Einführend wird die Konzeption des grotesken Leibes kurz allgemein vorgestellt und im nachfolgenden Kapitel spezifisch auf die Merkmale und weiteren Zusammenhänge eingegangen. Der groteske Leib kann als Verleiblichung des mythischen Denkens verstanden werden, wobei der neue Körperkanon das deskriptive bzw. logische Denken beschreibt, sich beide Konstruktionen jedoch nicht ausschließen, sondern komplementär bestehen. Grundlegend ist für den grotesken Leib eine offene, zweileibige und grenzüberschreitende Leibeskonzeption. Der Wirkungsbereich des grotesken Leibes zeigt sich im Fest bzw. Karneval und in Schaubuden sowie Jahrmärkten. Der groteske Leib impliziert die Degradierung von Ordnung und Hierarchie, ebenso den Prozess des werdenden Leibes, ist nicht individuell sondern überindividuell bzw. kollektiv und kann als Bild des schwangeren Todes verstanden werden, der in sich Gegensätze wie Geburt und Tod vereint. Die Charakteristik von groteske Leibes- bzw. Körperteile zeigt sich anhand ihrer Öffnungen, das Nicht-Glatte bzw. Abgeschlossene sondern das Hervorstehende bzw. Abstehende. Prädestiniert dafür sind Körperteile wie die Nase (synonym für den Phallus), der Mund, der Schlund, der Uterus und letztlich der After. Tierische Komponenten deuten auf seine Nähe zur Natur hin. Alles Abstehende/ Herausbrechende des Leibes zeigt des Weiteren die Neuentstehung weiterer Leiber, die „im Entstehen begriffen“[6] sind sowie das nachfolgende Element: „der groteske Leib verschlingt die Welt und wird von ihr verschlungen“[7] .[8]
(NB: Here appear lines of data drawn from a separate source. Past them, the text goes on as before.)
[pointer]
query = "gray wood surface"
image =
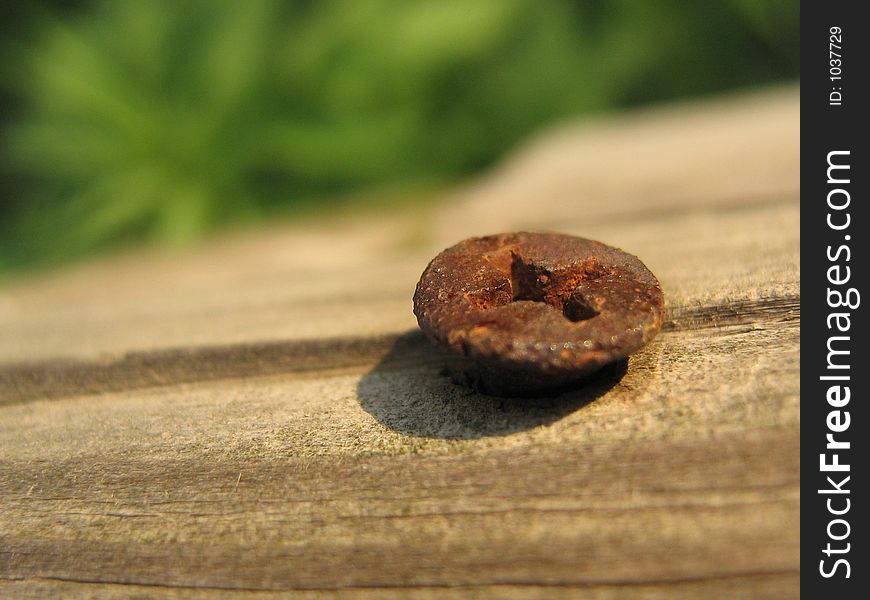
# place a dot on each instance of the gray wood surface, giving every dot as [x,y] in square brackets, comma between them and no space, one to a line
[257,415]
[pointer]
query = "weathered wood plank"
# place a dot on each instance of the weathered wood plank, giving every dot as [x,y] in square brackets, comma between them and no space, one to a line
[255,416]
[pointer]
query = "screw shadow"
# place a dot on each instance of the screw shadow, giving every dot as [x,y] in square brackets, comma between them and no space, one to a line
[409,392]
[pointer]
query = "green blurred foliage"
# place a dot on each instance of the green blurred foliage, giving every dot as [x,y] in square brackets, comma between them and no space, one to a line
[158,120]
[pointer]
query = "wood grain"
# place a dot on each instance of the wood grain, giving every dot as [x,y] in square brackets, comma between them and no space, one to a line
[259,417]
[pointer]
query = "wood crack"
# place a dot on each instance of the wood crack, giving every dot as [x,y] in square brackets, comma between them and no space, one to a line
[60,378]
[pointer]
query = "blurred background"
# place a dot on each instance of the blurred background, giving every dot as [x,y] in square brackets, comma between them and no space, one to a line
[125,122]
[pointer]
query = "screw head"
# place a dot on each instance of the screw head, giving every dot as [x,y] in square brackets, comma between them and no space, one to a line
[530,313]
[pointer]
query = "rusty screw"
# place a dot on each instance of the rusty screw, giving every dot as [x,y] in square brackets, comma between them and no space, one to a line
[533,312]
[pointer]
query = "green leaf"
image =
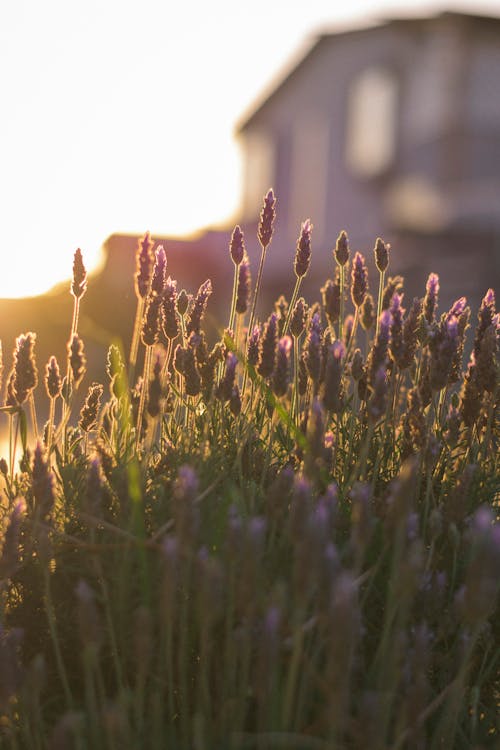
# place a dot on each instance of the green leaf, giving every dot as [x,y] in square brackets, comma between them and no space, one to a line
[23,429]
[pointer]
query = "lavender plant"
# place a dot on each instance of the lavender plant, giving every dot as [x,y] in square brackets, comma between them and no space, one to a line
[283,538]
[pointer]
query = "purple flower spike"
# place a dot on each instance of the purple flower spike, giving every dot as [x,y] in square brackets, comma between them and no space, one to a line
[303,253]
[237,246]
[359,283]
[431,297]
[457,308]
[267,216]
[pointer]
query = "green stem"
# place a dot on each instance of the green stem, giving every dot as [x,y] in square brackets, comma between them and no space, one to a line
[233,298]
[379,301]
[292,304]
[134,348]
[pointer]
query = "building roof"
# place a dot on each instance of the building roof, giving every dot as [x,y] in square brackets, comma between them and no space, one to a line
[313,45]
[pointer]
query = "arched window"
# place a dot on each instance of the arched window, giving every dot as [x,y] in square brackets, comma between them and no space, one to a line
[371,122]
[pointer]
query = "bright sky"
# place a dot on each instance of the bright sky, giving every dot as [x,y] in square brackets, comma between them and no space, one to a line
[118,115]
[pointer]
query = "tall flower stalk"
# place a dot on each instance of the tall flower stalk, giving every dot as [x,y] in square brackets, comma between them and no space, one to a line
[144,269]
[301,266]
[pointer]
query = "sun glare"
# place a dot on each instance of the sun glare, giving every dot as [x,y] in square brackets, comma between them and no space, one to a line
[120,119]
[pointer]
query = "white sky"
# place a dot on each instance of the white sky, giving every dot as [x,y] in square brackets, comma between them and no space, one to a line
[118,115]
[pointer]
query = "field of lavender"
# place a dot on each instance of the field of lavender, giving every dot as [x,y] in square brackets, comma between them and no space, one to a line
[286,538]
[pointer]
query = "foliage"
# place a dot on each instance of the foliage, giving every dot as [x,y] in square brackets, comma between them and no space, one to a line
[289,539]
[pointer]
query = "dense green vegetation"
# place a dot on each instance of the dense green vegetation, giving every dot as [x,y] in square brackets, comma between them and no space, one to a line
[288,539]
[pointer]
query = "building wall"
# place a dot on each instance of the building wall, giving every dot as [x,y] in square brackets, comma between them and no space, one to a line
[447,139]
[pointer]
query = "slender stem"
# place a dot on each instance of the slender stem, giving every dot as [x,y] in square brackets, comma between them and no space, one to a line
[295,395]
[341,280]
[50,432]
[292,304]
[144,387]
[233,298]
[379,301]
[257,289]
[76,313]
[134,347]
[31,400]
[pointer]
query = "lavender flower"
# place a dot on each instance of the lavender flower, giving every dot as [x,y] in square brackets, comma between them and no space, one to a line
[410,335]
[378,401]
[155,390]
[253,347]
[160,265]
[298,318]
[9,559]
[443,344]
[42,485]
[331,300]
[225,388]
[79,284]
[431,297]
[341,251]
[396,347]
[183,302]
[381,251]
[25,372]
[169,314]
[485,318]
[303,252]
[312,349]
[243,289]
[190,370]
[281,377]
[144,261]
[150,330]
[235,401]
[332,393]
[267,217]
[394,284]
[53,382]
[368,314]
[237,246]
[199,307]
[377,359]
[268,342]
[359,280]
[90,409]
[77,359]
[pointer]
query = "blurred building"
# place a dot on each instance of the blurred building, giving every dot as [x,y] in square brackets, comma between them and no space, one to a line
[392,131]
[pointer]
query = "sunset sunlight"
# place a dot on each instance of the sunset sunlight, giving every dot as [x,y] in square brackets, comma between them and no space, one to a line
[249,375]
[120,119]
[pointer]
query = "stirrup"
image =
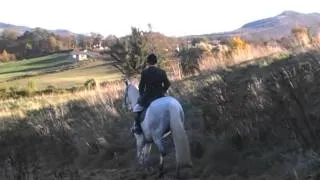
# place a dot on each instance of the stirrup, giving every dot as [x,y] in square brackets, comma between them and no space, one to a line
[137,108]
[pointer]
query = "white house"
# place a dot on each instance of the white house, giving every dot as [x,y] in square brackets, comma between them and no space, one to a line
[79,55]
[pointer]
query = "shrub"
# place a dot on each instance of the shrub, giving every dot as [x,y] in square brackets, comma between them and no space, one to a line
[90,84]
[189,57]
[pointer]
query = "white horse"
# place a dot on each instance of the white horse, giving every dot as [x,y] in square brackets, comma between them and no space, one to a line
[162,116]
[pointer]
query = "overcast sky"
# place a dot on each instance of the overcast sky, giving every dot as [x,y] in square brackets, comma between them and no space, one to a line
[171,17]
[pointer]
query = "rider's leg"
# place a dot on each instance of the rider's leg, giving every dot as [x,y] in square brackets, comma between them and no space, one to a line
[138,128]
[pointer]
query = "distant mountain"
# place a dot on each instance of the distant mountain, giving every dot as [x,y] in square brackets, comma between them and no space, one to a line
[22,29]
[273,27]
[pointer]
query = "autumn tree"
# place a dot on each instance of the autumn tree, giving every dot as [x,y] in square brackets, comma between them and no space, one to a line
[131,51]
[52,43]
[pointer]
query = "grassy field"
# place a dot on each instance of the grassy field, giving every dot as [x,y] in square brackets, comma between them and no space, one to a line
[58,70]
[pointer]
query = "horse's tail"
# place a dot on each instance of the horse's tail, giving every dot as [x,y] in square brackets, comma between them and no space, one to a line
[179,135]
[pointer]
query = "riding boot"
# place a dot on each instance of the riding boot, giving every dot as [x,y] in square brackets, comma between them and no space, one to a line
[138,129]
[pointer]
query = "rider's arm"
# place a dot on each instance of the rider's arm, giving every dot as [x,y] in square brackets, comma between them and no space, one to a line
[166,82]
[142,84]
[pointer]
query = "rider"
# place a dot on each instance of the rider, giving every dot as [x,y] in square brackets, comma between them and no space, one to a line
[153,85]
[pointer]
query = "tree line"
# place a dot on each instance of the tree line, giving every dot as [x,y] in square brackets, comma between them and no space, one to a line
[39,42]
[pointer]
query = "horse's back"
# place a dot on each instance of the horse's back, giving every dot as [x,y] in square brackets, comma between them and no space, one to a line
[164,102]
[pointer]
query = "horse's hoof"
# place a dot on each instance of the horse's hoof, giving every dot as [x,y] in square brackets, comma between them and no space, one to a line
[160,175]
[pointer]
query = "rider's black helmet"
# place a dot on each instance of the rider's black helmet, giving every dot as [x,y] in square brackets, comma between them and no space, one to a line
[152,59]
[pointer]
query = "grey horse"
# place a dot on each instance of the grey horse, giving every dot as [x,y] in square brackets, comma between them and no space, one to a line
[164,116]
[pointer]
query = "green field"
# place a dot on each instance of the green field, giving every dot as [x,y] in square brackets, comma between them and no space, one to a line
[58,70]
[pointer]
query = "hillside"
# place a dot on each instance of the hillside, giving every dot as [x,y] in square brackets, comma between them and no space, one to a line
[273,27]
[22,29]
[58,70]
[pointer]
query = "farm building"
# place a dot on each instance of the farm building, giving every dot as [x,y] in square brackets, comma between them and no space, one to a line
[79,55]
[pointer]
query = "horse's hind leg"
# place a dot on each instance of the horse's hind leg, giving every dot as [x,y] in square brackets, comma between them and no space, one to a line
[162,155]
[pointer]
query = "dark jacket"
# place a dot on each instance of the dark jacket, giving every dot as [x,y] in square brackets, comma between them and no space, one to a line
[153,84]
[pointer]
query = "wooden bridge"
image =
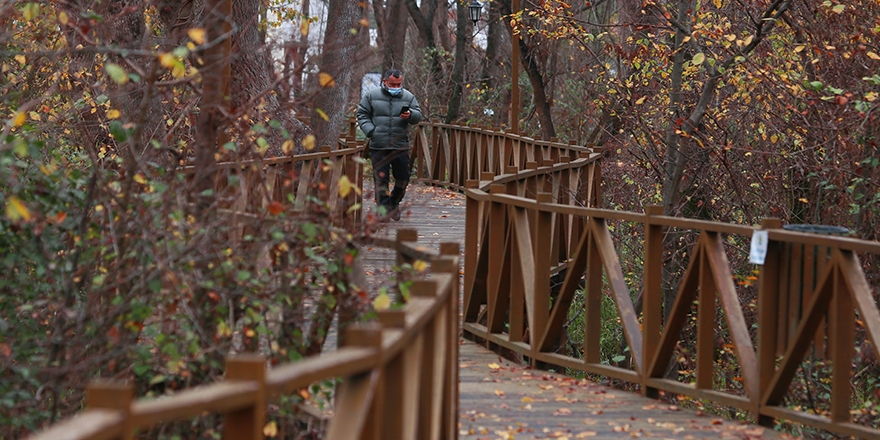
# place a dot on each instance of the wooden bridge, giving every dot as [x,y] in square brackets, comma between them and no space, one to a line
[537,257]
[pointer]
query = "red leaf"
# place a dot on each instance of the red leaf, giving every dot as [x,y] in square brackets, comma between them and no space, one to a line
[275,208]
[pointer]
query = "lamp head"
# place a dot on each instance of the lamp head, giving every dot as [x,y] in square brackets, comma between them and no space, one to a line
[475,9]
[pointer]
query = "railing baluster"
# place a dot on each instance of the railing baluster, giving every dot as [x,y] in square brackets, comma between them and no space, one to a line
[247,423]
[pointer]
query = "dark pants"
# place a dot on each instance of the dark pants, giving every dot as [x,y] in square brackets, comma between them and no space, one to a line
[385,164]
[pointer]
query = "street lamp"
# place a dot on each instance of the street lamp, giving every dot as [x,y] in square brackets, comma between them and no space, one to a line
[475,9]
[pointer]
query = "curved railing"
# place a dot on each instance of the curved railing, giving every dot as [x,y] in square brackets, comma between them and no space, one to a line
[535,241]
[247,186]
[398,377]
Für die Menschen im Mittelalter ist laut Bachtin der groteske Leib eine gemeinhin gebräuchliche Darstellung und wird erst im Laufe der Zeit von dem neuen Körperkanon, welcher wie zuvor beschrieben individuell, abgeschlossen sowie begrenzt ist und alle grotesken Motive negiert, abgelöst:
„Alle Dinge der Welt haben ihren alten Platz in der Hierarchie des Weltalls verlassen und sich auf die horizontale Ebene der werdenden Welt begeben. Sie fangen an, sich auf dieser Ebene neue Plätze zu suchen und untereinander neue Beziehungen und Nachbarschaften herzustellen. Das ZENTRUM, um das sich alle Dinge und Werte neu gruppieren, ist der MENSCHLICHE KÖRPER, der in sich die ganze Vielfalt des Weltalls birgt.“[9]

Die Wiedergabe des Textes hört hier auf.